Data centers with cloud storage provide storage capacity over a network. In a cloud storage model, various hosting servers may virtually pool resources together, thereby sharing storage space. In a cloud storage implementation, data center operators may receive a request for data, and retrieve the data based on a request made by the user accessing the data.
Cloud storage systems may be implemented with various applications, such as web-based interfaces, smart phone applications, or the like. By allowing a user to store data via cloud storage, several key advantages are realized. For example, a user or company may only pay for storage capabilities they need.
Also, cloud storage allows for redundancy of distributed data. Thus, data could be stored in more than one location. By providing the redundancy along with the distributed data, data protection and integrity is ensured. If a user tries to access data in a server, and the server is non-operational, redundancy enables the user to be redirected (for example, by an operator of a data center) to another location.
A cloud storage system may store data as objects in a bucket. The objects may correspond to files associated with the user or owner of the bucket. Additionally, each object may have a unique identified key. The names of the buckets and keys may be chosen so as to be addressable by a URL.
In adding redundancy to a cloud storage system, objects and buckets are stored at various data centers. Thus, an object or bucket in a first data center may be copied to, or stored at various data centers via an erasure code, to a second data center.
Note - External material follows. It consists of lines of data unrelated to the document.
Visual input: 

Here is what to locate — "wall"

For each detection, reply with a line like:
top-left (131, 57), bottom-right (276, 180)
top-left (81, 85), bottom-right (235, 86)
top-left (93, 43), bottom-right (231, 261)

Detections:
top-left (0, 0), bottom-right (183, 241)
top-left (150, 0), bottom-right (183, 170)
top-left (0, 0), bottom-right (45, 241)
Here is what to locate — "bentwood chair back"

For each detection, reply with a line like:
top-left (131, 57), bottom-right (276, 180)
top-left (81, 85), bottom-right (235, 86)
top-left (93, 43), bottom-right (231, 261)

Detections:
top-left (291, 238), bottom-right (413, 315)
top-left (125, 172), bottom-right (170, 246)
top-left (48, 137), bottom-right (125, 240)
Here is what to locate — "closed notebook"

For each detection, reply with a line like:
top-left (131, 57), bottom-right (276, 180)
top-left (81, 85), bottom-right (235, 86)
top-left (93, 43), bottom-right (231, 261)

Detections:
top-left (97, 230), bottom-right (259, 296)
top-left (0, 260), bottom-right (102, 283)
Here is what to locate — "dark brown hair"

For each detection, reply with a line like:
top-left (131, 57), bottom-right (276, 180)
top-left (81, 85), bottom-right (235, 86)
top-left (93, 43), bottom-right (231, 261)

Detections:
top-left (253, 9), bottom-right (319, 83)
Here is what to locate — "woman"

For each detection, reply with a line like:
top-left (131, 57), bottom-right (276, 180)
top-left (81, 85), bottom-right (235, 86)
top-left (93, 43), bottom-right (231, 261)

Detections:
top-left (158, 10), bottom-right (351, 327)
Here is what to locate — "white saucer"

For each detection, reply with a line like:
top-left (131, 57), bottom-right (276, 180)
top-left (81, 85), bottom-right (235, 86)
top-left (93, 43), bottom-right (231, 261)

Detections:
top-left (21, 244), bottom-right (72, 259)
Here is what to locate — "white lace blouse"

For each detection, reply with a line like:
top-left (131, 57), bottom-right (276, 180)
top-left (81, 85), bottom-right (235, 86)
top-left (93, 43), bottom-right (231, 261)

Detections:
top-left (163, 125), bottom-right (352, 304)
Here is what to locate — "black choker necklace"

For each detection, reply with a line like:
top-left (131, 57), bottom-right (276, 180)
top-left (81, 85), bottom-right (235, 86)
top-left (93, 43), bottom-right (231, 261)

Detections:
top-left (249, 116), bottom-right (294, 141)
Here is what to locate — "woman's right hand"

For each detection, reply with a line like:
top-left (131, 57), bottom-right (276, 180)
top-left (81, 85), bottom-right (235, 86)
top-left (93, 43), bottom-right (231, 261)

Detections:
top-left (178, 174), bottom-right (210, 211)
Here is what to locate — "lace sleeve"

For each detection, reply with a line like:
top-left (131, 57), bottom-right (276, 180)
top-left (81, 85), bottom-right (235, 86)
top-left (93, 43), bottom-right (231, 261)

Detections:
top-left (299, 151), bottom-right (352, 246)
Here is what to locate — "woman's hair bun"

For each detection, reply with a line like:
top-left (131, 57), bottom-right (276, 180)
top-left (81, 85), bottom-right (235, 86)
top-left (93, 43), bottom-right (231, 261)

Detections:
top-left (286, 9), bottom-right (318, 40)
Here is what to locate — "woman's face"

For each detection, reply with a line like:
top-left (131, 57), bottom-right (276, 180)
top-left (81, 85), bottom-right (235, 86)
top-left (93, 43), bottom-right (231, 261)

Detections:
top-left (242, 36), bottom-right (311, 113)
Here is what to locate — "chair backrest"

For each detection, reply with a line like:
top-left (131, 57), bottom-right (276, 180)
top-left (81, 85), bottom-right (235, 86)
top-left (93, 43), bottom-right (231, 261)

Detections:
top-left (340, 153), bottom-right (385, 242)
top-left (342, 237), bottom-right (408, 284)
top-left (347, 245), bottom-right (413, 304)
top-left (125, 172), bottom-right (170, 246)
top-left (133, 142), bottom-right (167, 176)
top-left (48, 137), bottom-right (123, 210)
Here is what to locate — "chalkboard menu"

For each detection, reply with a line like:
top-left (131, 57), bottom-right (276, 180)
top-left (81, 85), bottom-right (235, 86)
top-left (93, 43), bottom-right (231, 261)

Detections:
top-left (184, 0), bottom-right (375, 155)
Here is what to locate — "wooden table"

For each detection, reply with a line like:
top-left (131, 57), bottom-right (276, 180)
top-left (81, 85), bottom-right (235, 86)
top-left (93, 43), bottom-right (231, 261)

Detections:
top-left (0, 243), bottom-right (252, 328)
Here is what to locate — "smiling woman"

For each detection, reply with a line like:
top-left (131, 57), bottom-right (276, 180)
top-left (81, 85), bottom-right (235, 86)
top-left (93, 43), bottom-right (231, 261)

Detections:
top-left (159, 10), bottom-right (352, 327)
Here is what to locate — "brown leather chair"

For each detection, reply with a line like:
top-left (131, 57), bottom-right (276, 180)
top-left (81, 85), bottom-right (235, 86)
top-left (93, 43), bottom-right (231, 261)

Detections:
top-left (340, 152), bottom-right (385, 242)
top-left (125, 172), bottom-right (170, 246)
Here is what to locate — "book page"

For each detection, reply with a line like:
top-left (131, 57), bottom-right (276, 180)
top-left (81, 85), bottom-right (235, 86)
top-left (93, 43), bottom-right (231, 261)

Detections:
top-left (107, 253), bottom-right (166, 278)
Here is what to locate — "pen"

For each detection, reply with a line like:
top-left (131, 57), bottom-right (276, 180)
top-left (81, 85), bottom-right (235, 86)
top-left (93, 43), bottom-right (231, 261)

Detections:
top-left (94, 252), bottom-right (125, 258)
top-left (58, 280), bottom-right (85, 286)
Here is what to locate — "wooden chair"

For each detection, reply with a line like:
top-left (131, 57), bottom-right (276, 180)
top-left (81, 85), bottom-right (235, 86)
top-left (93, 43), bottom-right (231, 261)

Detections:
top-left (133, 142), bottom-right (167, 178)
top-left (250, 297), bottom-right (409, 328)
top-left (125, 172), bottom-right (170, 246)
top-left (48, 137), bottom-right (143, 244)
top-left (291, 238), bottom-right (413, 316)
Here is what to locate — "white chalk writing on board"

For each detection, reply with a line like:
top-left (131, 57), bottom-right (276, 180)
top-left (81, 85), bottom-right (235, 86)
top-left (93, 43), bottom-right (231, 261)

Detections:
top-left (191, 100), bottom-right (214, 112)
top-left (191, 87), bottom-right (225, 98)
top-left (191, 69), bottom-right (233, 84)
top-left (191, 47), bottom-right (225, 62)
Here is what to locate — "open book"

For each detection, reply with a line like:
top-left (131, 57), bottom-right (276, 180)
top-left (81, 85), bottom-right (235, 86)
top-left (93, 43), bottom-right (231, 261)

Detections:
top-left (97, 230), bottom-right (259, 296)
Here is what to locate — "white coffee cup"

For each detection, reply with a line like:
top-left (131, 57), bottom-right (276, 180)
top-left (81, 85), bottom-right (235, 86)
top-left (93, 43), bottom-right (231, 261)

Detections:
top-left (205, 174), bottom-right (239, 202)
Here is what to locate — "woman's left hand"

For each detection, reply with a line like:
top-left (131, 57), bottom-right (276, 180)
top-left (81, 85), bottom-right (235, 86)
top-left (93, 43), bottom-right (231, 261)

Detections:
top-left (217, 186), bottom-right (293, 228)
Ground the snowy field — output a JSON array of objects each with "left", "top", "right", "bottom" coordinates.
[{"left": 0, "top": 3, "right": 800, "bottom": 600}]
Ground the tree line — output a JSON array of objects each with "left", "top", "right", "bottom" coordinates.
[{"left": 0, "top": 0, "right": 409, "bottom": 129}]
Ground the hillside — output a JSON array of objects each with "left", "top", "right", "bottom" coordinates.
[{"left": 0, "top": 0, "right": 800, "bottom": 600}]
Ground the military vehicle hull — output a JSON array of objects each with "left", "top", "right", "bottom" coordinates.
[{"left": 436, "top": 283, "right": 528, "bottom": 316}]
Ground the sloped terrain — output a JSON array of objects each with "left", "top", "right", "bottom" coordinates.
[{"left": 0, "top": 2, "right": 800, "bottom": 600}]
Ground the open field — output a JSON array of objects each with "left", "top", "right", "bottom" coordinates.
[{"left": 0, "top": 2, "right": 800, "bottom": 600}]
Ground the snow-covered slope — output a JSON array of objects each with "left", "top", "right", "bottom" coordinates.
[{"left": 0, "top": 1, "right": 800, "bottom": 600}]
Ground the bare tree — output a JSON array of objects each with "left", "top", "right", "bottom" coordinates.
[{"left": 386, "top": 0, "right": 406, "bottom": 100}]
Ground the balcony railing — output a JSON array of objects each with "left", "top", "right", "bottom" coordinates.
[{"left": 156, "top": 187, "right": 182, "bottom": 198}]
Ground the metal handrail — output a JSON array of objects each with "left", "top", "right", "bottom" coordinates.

By adding this redundancy, if a user attempts to access the first data center, and finds that this access is not permissible or possible, the second data center could then be accessed.
The detailed description refers to the following drawings in which like numerals refer to like items, and in which:
A cloud storage system allows data storage over multiple servers in a data center. In a standard distribution over a cloud storage system, data may reside as objects stored in a bucket. Each bucket may reside in a single data center or metropolitan area. This implementation may be referred to as a single geography implementation.
Disclosed herein is a system and method for implementing cloud storage in a multi-geographical implementation. By providing a multi-geographical implementation, various buckets can be efficiently and securely stored in multiple locations. Thus, data may not be restricted to a server at a single location, such as Austin. According to the aspects disclosed herein, data may be stored in several different locations, such as Austin and London.
One method for providing multi-geographical storage is to replicate objects, keys or buckets at all available data centers or sources of storage of a cloud storage system. Once the data is stored in all servers of all data centers, then no matter which server in which data center a user accesses, the data will be available. However, this replicating storage scheme wastes resources and may far exceed the user's redundancy requirements. Further, there may be reasons for a user to explicitly want to avoid using some data centers. For instance, it may be illegal according to the laws governing personally identifiable information for a French company to store their data in a datacenter outside of the European Union. Similarly, a US military contractor may want to avoid storing data in data centers outside of NATO countries.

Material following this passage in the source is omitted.